Posted on 07 Jul 09
Bernard Madoff was sentenced to 150 years in prison for orchestrating a $65 billion Ponzi scheme. Now people are left wondering whether his stiff sentencing will deter future large-scale frauds from occurring. Following is what some advisors have to say.
“I think that the sentence is absolutely just and was the right thing to do,” said Scott Kays, president of Kays Financial Advisory Corp. of Atlanta, which has $120 million in assets under management. “He ruined the financial lives of so many people. Anything less would have been very unjust.”
“I think he deserved every bit of it,” said Carolyn McClanahan, founder of Life Planning Partners Inc. of Jacksonville, Fla., which has $25 million in assets under management. “People are fed up with white-collar crime that destroys lives.”
“With the high-profile nature of his case, it was kind of necessary,” said Steve Medland, partner in TABR Capital Management LLC of Orange, Calif., which has $135 million in assets under management.

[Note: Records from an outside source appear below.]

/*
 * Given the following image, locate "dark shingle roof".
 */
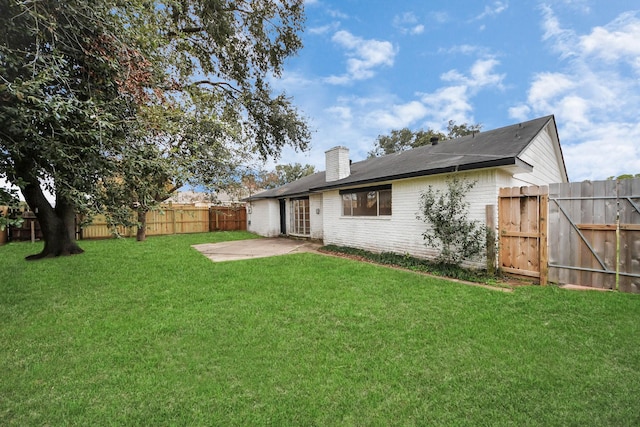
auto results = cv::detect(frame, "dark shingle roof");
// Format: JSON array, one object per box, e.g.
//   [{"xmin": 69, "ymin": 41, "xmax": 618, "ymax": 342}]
[{"xmin": 252, "ymin": 116, "xmax": 553, "ymax": 199}]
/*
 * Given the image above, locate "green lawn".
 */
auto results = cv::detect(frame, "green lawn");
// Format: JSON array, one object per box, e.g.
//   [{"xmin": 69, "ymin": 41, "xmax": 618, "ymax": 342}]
[{"xmin": 0, "ymin": 233, "xmax": 640, "ymax": 426}]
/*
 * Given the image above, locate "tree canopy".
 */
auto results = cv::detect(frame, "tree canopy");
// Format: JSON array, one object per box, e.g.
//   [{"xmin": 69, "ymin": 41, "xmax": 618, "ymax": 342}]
[
  {"xmin": 0, "ymin": 0, "xmax": 309, "ymax": 256},
  {"xmin": 369, "ymin": 120, "xmax": 482, "ymax": 157}
]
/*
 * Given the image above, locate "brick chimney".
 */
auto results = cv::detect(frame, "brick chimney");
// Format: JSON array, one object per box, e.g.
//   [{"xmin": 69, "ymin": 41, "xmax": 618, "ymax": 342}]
[{"xmin": 324, "ymin": 147, "xmax": 351, "ymax": 182}]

But whether the severity of the sentence will deter others is doubtful. Mr. Kay added, “those who are intent on committing a crime already understand what the punishment is going to be if they get caught.”

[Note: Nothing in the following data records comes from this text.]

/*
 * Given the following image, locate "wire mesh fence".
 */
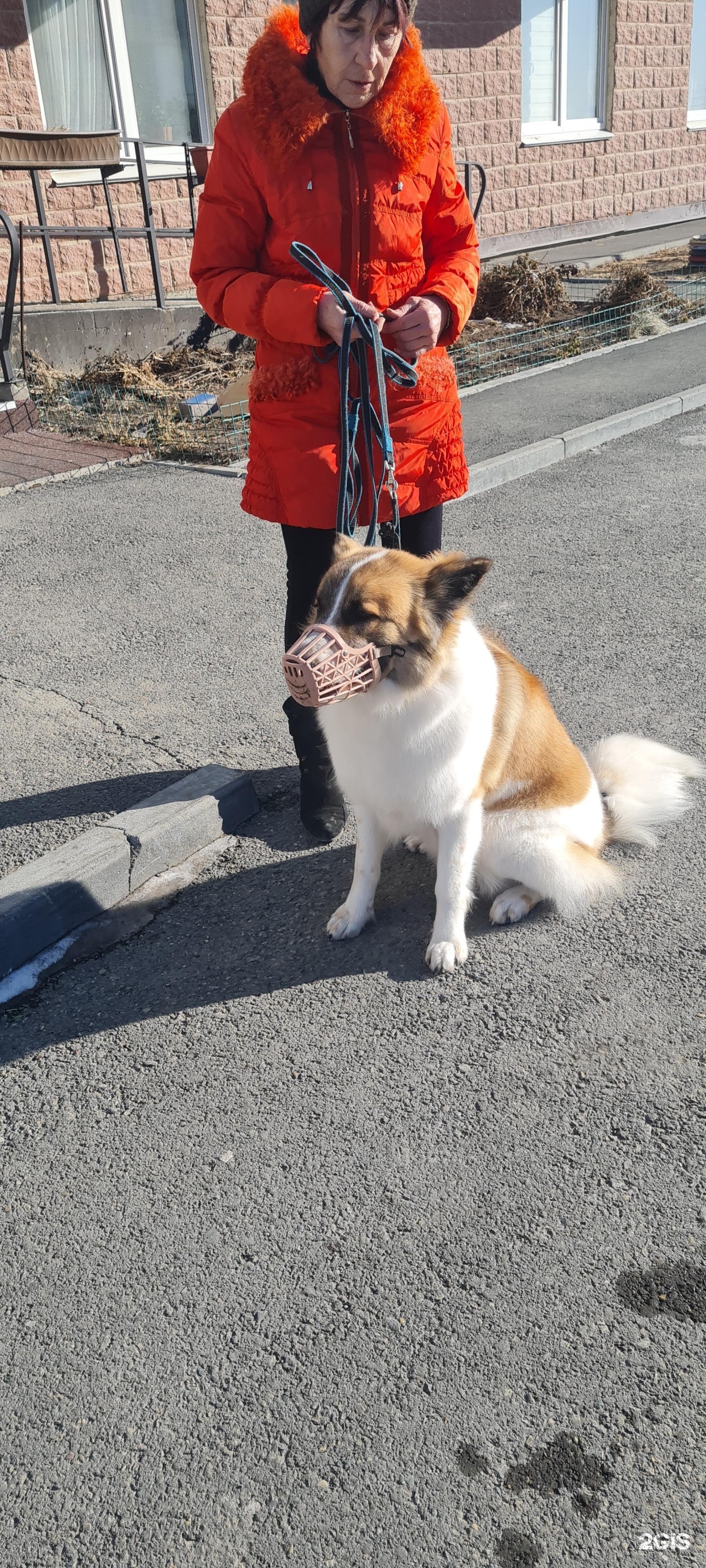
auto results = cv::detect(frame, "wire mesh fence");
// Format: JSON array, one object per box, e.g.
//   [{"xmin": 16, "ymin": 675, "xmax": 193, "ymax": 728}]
[
  {"xmin": 450, "ymin": 290, "xmax": 706, "ymax": 389},
  {"xmin": 30, "ymin": 376, "xmax": 249, "ymax": 464},
  {"xmin": 30, "ymin": 278, "xmax": 706, "ymax": 464}
]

“I would like to think that 150 years would scare anyone from doing any Ponzi scheme again,” said Matthew Illian, wealth manager at the Richmond, Va. office of Marotta Wealth Management Inc. of Charlottesville, Va., which has $130 million in assets under management.
If anything, the sentencing sends a message to investors as well as advisers about communications, Mr. Medland said. “Investors need to do their homework and check out the background of anybody they want to work with,” he said. “It makes advisers realize that we need to focus on these issues and communicate with clients.”

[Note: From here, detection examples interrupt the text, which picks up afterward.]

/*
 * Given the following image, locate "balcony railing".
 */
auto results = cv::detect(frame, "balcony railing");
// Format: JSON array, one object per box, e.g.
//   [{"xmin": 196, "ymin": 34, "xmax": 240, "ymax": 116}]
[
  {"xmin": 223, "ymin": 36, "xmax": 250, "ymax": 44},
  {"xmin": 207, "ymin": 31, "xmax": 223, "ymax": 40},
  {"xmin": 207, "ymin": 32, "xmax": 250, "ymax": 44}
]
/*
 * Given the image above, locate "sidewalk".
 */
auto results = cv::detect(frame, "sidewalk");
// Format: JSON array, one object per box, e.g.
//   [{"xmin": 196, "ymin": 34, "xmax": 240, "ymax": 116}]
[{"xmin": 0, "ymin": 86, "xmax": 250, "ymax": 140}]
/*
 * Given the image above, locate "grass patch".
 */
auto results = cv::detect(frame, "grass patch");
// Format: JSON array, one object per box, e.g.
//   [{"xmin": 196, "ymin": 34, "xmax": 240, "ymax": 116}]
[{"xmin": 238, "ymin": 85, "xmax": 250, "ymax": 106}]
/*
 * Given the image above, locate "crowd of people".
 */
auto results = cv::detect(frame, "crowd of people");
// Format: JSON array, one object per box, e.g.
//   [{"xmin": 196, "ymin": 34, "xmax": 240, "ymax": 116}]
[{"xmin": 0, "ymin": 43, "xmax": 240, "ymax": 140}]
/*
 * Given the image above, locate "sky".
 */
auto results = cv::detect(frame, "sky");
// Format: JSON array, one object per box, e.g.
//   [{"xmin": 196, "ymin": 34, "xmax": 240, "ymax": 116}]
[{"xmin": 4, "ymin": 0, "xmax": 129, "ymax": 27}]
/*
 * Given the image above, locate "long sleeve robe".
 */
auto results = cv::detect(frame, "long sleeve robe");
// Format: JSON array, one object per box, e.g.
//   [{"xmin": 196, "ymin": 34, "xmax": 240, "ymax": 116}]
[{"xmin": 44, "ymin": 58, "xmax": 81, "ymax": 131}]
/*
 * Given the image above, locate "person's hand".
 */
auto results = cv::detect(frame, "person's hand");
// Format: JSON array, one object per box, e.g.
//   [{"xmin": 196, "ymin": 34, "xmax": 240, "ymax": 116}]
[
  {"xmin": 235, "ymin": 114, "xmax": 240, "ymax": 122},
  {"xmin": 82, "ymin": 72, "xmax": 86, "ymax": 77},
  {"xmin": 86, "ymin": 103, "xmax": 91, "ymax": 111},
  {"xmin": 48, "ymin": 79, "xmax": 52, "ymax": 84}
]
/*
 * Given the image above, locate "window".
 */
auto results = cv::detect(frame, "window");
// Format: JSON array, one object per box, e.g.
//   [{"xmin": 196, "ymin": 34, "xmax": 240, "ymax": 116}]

“It’s incumbent on advisers to demonstrate to clients and assure them that their money is safe in terms of custody,” Mr. Kays said.
Government tends to over-regulate in the wake of high-profile crime, Mr. Kay said. “A simple thing would be to require advisers to have independent, third-party custodianship of assets. “That would not totally eliminate the possibility of anybody sending out fraudulent statements, but it would reduce it.”